Il est réconfortant de constater l’existence de spectacles comme celui qui vient d’être présenté pendant une semaine à Paris, aux Invalides — trois fois par soirée du 11 au 18 avril. Bien sûr, on regrettera qu’il ne soit pas plus longtemps proposé à tous ceux qui pourraient le découvrir et qui, manifestement, viennent d’un peu partout, y compris de l’étranger. On a en effet là réunies une évocation consistante du passé et une utilisation remarquable des techniques d’illumination : La nuit aux Invalides permet, en une petite heure, de se plonger dans une histoire tricentenaire et, en s’accrochant à trois personnages, de comprendre au moins en partie l’âme de la France.
Depuis plusieurs dizaines d’années, les spectacles de son et lumière captivent les amateurs par la mise en perspective sur place de monuments et de sites historiques. Les récents progrès apportés par la technologie des lumières et l’expérience acquise par des sociétés et des villes, comme Lyon avec l’extraordinaire succès du 8 décembre, popularisent ces représentations à un haut niveau à la fois de sensibilité et de connaissance. En naît une alchimie qui, à partir du plaisir des yeux et de l’ouïe — ici, Cécile Duhamel, André Dussolier et Jean Piat —, ravit le spectateur non seulement en le transportant dans le passé mais en lui faisant comprendre le présent.
Voilà ce à quoi aboutit La nuit aux Invalides. En partant de Louvois, l’homme de l’idée créatrice et de la construction, trois personnages incarnent le développement de cet extraordinaire bâtiment passé, du fait de l’évolution urbanistique, de la périphérie au centre de la capitale.

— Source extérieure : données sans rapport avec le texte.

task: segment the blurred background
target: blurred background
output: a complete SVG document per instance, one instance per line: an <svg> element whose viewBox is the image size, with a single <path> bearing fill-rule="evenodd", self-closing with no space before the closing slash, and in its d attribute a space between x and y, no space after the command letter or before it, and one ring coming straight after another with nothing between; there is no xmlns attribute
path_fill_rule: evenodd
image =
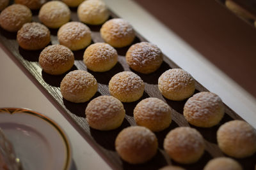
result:
<svg viewBox="0 0 256 170"><path fill-rule="evenodd" d="M256 1L134 1L256 97Z"/></svg>

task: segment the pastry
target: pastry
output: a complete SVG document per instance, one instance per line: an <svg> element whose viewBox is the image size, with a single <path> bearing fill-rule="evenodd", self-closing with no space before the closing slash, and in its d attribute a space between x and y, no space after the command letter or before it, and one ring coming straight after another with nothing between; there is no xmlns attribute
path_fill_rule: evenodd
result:
<svg viewBox="0 0 256 170"><path fill-rule="evenodd" d="M130 67L144 74L155 71L163 62L160 49L148 42L132 45L126 53L125 59Z"/></svg>
<svg viewBox="0 0 256 170"><path fill-rule="evenodd" d="M117 52L111 45L96 43L89 46L84 53L84 63L87 68L97 72L111 69L117 62Z"/></svg>

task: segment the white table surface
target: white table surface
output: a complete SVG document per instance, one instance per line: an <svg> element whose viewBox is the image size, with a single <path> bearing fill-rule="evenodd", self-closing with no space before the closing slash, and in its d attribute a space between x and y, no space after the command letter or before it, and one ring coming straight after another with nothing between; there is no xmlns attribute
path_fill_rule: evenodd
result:
<svg viewBox="0 0 256 170"><path fill-rule="evenodd" d="M221 73L203 56L129 0L105 0L109 8L127 20L149 41L156 44L167 56L224 103L256 127L255 99ZM131 12L131 9L132 9ZM65 131L71 143L72 169L110 169L111 167L81 136L40 88L24 74L0 45L0 108L26 108L46 115ZM31 76L30 76L31 77Z"/></svg>

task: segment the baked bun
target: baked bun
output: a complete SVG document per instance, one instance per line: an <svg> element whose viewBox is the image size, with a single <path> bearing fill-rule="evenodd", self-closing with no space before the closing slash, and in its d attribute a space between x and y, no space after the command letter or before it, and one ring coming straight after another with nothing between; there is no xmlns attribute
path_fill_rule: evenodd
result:
<svg viewBox="0 0 256 170"><path fill-rule="evenodd" d="M205 143L203 137L196 129L179 127L166 135L164 148L175 161L180 164L192 164L203 155Z"/></svg>
<svg viewBox="0 0 256 170"><path fill-rule="evenodd" d="M9 0L1 0L0 1L0 11L4 9L9 4Z"/></svg>
<svg viewBox="0 0 256 170"><path fill-rule="evenodd" d="M125 59L130 67L144 74L156 71L163 62L160 49L148 42L132 45L126 53Z"/></svg>
<svg viewBox="0 0 256 170"><path fill-rule="evenodd" d="M16 4L24 4L31 10L38 10L46 0L15 0Z"/></svg>
<svg viewBox="0 0 256 170"><path fill-rule="evenodd" d="M99 25L109 17L107 6L101 0L86 0L77 8L79 20L85 24Z"/></svg>
<svg viewBox="0 0 256 170"><path fill-rule="evenodd" d="M188 99L184 108L187 121L195 126L211 127L220 123L224 115L224 105L220 97L203 92Z"/></svg>
<svg viewBox="0 0 256 170"><path fill-rule="evenodd" d="M179 166L167 166L160 168L159 170L185 170L185 169Z"/></svg>
<svg viewBox="0 0 256 170"><path fill-rule="evenodd" d="M85 50L84 63L92 71L104 72L109 71L116 65L117 58L117 52L111 45L96 43Z"/></svg>
<svg viewBox="0 0 256 170"><path fill-rule="evenodd" d="M91 127L100 131L109 131L121 125L125 111L123 104L116 98L101 96L89 103L85 110L85 115Z"/></svg>
<svg viewBox="0 0 256 170"><path fill-rule="evenodd" d="M145 126L152 132L163 131L172 122L172 110L169 105L155 97L141 101L136 106L133 115L137 125Z"/></svg>
<svg viewBox="0 0 256 170"><path fill-rule="evenodd" d="M133 72L123 71L111 78L109 83L110 94L122 102L138 101L143 94L145 85Z"/></svg>
<svg viewBox="0 0 256 170"><path fill-rule="evenodd" d="M247 157L256 152L256 130L244 121L230 121L220 127L217 141L221 151L228 156Z"/></svg>
<svg viewBox="0 0 256 170"><path fill-rule="evenodd" d="M56 29L70 20L71 11L65 3L59 1L44 4L39 11L40 20L47 27Z"/></svg>
<svg viewBox="0 0 256 170"><path fill-rule="evenodd" d="M97 92L98 84L93 75L86 71L69 72L60 83L64 99L74 103L89 101Z"/></svg>
<svg viewBox="0 0 256 170"><path fill-rule="evenodd" d="M15 4L5 8L0 14L0 25L10 32L18 31L23 24L32 20L29 8Z"/></svg>
<svg viewBox="0 0 256 170"><path fill-rule="evenodd" d="M146 127L131 126L117 136L115 148L122 159L132 164L142 164L150 160L158 147L156 135Z"/></svg>
<svg viewBox="0 0 256 170"><path fill-rule="evenodd" d="M131 44L135 38L135 32L132 25L122 18L107 21L102 25L100 32L105 42L117 48Z"/></svg>
<svg viewBox="0 0 256 170"><path fill-rule="evenodd" d="M228 157L218 157L210 160L204 170L243 170L242 167L236 160Z"/></svg>
<svg viewBox="0 0 256 170"><path fill-rule="evenodd" d="M36 50L44 48L51 41L50 31L38 22L26 23L17 35L19 45L24 49Z"/></svg>
<svg viewBox="0 0 256 170"><path fill-rule="evenodd" d="M69 22L60 28L58 39L60 44L68 47L71 50L81 50L91 43L91 31L81 22Z"/></svg>
<svg viewBox="0 0 256 170"><path fill-rule="evenodd" d="M39 56L39 64L44 71L52 75L61 74L70 70L74 62L72 51L61 45L48 46Z"/></svg>
<svg viewBox="0 0 256 170"><path fill-rule="evenodd" d="M195 92L195 80L189 73L182 69L170 69L158 79L158 89L166 98L182 101Z"/></svg>
<svg viewBox="0 0 256 170"><path fill-rule="evenodd" d="M84 0L61 0L67 6L70 7L77 7Z"/></svg>

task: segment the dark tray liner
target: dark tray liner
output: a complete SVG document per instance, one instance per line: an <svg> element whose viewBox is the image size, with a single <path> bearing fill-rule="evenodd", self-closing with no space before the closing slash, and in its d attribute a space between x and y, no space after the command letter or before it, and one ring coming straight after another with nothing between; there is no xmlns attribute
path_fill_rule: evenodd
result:
<svg viewBox="0 0 256 170"><path fill-rule="evenodd" d="M72 13L72 20L78 20L76 8L70 8ZM33 11L33 21L39 22L38 18L38 11ZM117 16L111 12L111 18ZM103 42L99 33L101 25L88 25L92 31L92 42ZM51 43L58 43L57 32L58 29L51 29ZM168 164L174 164L184 167L186 169L202 169L205 164L214 157L225 155L218 147L216 142L216 131L219 127L225 122L234 119L242 120L242 118L225 105L225 114L221 122L211 128L200 128L191 125L184 118L183 107L186 100L183 101L173 101L163 97L158 90L157 80L160 75L165 71L170 68L179 67L173 61L164 55L164 62L156 72L150 74L143 74L131 70L125 62L125 53L129 46L116 48L118 53L118 62L110 71L105 73L95 73L87 70L86 67L83 62L83 55L84 49L74 52L75 55L75 64L71 70L82 69L92 73L97 79L99 83L98 92L92 99L100 95L109 95L108 91L108 82L111 78L118 72L123 71L132 71L138 74L144 81L145 84L145 92L143 97L138 101L131 103L124 103L126 111L125 120L122 125L117 129L109 131L100 131L90 128L85 120L84 110L90 102L77 104L69 102L63 99L60 85L62 78L67 73L60 76L52 76L42 71L38 64L38 57L42 50L28 51L20 48L16 41L16 33L12 33L0 28L1 42L10 52L15 60L17 60L31 73L32 78L35 79L36 85L46 90L47 97L52 97L51 100L54 104L60 110L61 113L70 122L74 127L81 134L84 139L93 146L93 148L106 160L106 162L113 169L158 169L159 168ZM136 33L136 38L132 44L141 41L147 41L147 39ZM207 90L197 81L196 82L196 91L195 93ZM154 97L166 102L172 108L173 114L173 121L167 129L155 133L159 142L159 150L157 155L149 162L140 165L131 165L120 159L115 150L115 139L124 128L130 125L136 125L133 118L133 109L135 106L142 99ZM91 99L91 100L92 100ZM167 133L179 126L191 126L196 129L204 136L206 143L206 148L203 157L197 162L182 165L171 160L164 153L163 148L163 140ZM77 146L83 147L83 146ZM256 154L242 159L236 159L243 166L244 169L254 169L256 160Z"/></svg>

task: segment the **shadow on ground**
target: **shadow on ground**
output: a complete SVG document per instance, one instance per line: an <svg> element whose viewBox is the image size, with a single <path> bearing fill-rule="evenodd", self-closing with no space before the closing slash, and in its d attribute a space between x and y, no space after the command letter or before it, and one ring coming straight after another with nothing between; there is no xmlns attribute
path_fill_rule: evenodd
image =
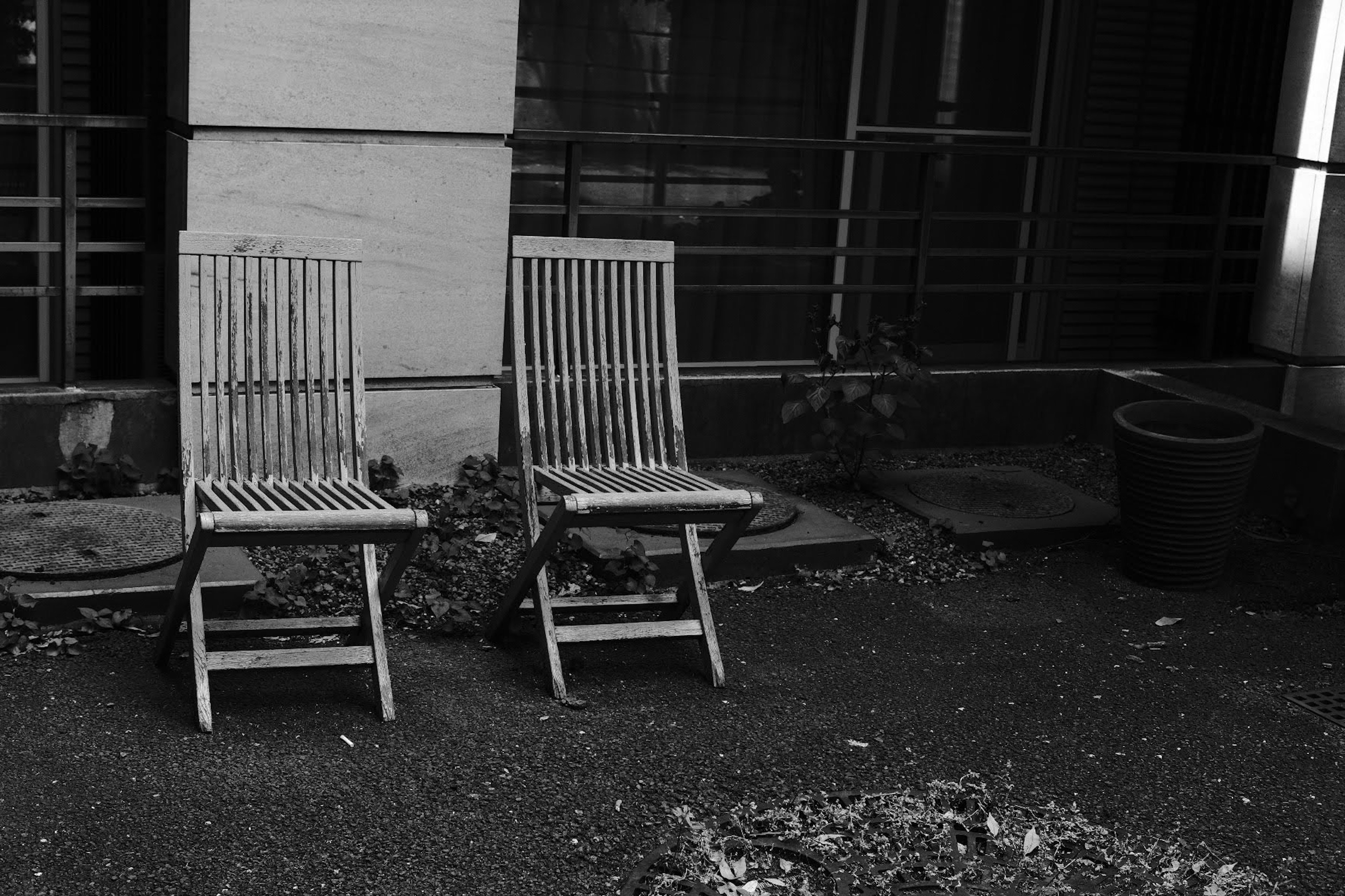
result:
<svg viewBox="0 0 1345 896"><path fill-rule="evenodd" d="M1283 892L1340 893L1345 729L1282 697L1345 688L1345 617L1313 610L1345 596L1333 551L1239 536L1206 594L1128 582L1115 541L943 586L721 587L725 689L691 645L584 646L581 711L543 695L531 643L475 638L391 634L389 725L358 670L218 674L211 736L183 661L159 674L130 633L5 660L5 888L615 893L671 806L1011 762L1022 802L1180 825L1267 872L1293 858Z"/></svg>

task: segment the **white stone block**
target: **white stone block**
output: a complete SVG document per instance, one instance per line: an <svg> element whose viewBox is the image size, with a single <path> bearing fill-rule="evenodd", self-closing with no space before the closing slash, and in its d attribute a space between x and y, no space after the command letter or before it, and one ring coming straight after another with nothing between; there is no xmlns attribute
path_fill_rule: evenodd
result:
<svg viewBox="0 0 1345 896"><path fill-rule="evenodd" d="M175 93L174 111L188 124L514 128L516 0L187 3L186 28L172 31L187 42L186 91Z"/></svg>
<svg viewBox="0 0 1345 896"><path fill-rule="evenodd" d="M370 391L367 457L390 455L405 482L452 482L468 454L499 454L500 391Z"/></svg>
<svg viewBox="0 0 1345 896"><path fill-rule="evenodd" d="M183 142L186 230L364 240L366 376L499 373L508 149Z"/></svg>

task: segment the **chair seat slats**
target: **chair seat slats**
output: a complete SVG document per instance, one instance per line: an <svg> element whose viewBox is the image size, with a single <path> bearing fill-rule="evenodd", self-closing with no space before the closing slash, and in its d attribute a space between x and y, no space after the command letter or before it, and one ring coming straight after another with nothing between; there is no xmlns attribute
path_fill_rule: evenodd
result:
<svg viewBox="0 0 1345 896"><path fill-rule="evenodd" d="M535 466L537 481L557 494L578 494L584 492L725 492L722 485L687 473L662 467L620 466L572 469L555 466Z"/></svg>
<svg viewBox="0 0 1345 896"><path fill-rule="evenodd" d="M246 510L391 510L362 482L334 480L200 480L196 482L200 509Z"/></svg>

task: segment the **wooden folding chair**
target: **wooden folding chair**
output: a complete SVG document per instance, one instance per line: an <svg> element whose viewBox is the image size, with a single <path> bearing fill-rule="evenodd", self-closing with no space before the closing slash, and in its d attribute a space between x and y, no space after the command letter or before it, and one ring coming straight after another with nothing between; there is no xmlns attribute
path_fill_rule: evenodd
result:
<svg viewBox="0 0 1345 896"><path fill-rule="evenodd" d="M183 232L179 368L183 563L155 662L168 662L188 617L196 715L211 729L211 672L371 665L383 720L393 686L382 603L429 519L364 485L358 239ZM374 544L391 544L382 575ZM207 548L358 544L358 617L204 619ZM344 633L346 643L207 650L206 635Z"/></svg>
<svg viewBox="0 0 1345 896"><path fill-rule="evenodd" d="M672 243L515 236L510 279L519 481L530 547L487 635L499 638L516 614L534 613L557 700L565 699L561 642L695 638L706 676L722 686L705 576L763 498L686 469ZM557 496L545 528L539 489ZM668 523L678 525L686 572L675 595L550 595L545 564L566 529ZM703 557L698 523L722 524ZM681 618L689 607L691 618ZM656 610L659 618L558 626L558 610Z"/></svg>

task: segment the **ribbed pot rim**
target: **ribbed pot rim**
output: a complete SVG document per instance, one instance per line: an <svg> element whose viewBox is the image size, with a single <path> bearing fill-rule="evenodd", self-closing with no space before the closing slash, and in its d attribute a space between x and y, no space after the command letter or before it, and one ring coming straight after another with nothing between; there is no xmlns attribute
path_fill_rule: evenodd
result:
<svg viewBox="0 0 1345 896"><path fill-rule="evenodd" d="M1221 427L1233 429L1235 434L1228 437L1212 437L1212 438L1194 438L1185 435L1169 435L1166 433L1158 433L1143 426L1146 418L1190 418L1200 416L1202 420ZM1239 414L1225 407L1219 407L1216 404L1205 404L1204 402L1188 402L1182 399L1154 399L1147 402L1131 402L1130 404L1122 404L1111 414L1111 419L1115 424L1127 435L1138 439L1145 439L1147 442L1169 443L1173 446L1186 445L1186 446L1236 446L1245 442L1260 441L1264 426L1260 420L1254 420L1245 414ZM1237 431L1240 430L1240 431Z"/></svg>

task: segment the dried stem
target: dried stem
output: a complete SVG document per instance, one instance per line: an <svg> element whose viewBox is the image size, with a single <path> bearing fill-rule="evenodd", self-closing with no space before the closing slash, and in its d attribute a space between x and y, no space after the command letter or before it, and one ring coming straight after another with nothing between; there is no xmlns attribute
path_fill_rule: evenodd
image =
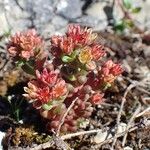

Avec Louis XIV, c’est la gloire à l’état pur, celle du Roi-Soleil. Avec Napoléon, c’est, après la décadence révolutionnaire, la remise en perspective nationale. Avec Charles de Gaulle, c’est l’esprit de résistance qui refuse la démolition. La période contemporaine est abordée, de plus en plus sobrement — conformément à l’évolution générale du spectacle —, pour qu’y soient associés les militaires victimes des opérations extérieures. Il y a là aussi une manière de revenir à l’origine de l’institution, conçue pour les soins à donner à ceux qui ont laissé une partie d’eux-mêmes sur les champs de bataille…
Une mention toute particulière doit être accordée au créateur, en même temps scénariste, directeur artistique et metteur en scène. Bruno Seillier totalise déjà une quarantaine de spectacles, du château de Versailles à la Médinat Alzahra de Sousse en passant par le viaduc de Millau. Son objectif visait non pas à enrober le lieu mais à l’exhausser pour mieux le faire comprendre et l’insérer dans le tissu national. Il touche donc le public par l’exaltation de ce qui constitue la trame d’une histoire dont chacun comprend qu’il est issu. L’écrin de la cour d’honneur est devenu, grâce à lui, un véritable joyau que les flammes et les éboulements projetés sur ses murs rendent plus cher et plus vivant ; grâce à lui, les spectateurs ne sont plus des invalides de la France : la voyant et la connaissant mieux, ils l’aiment davantage.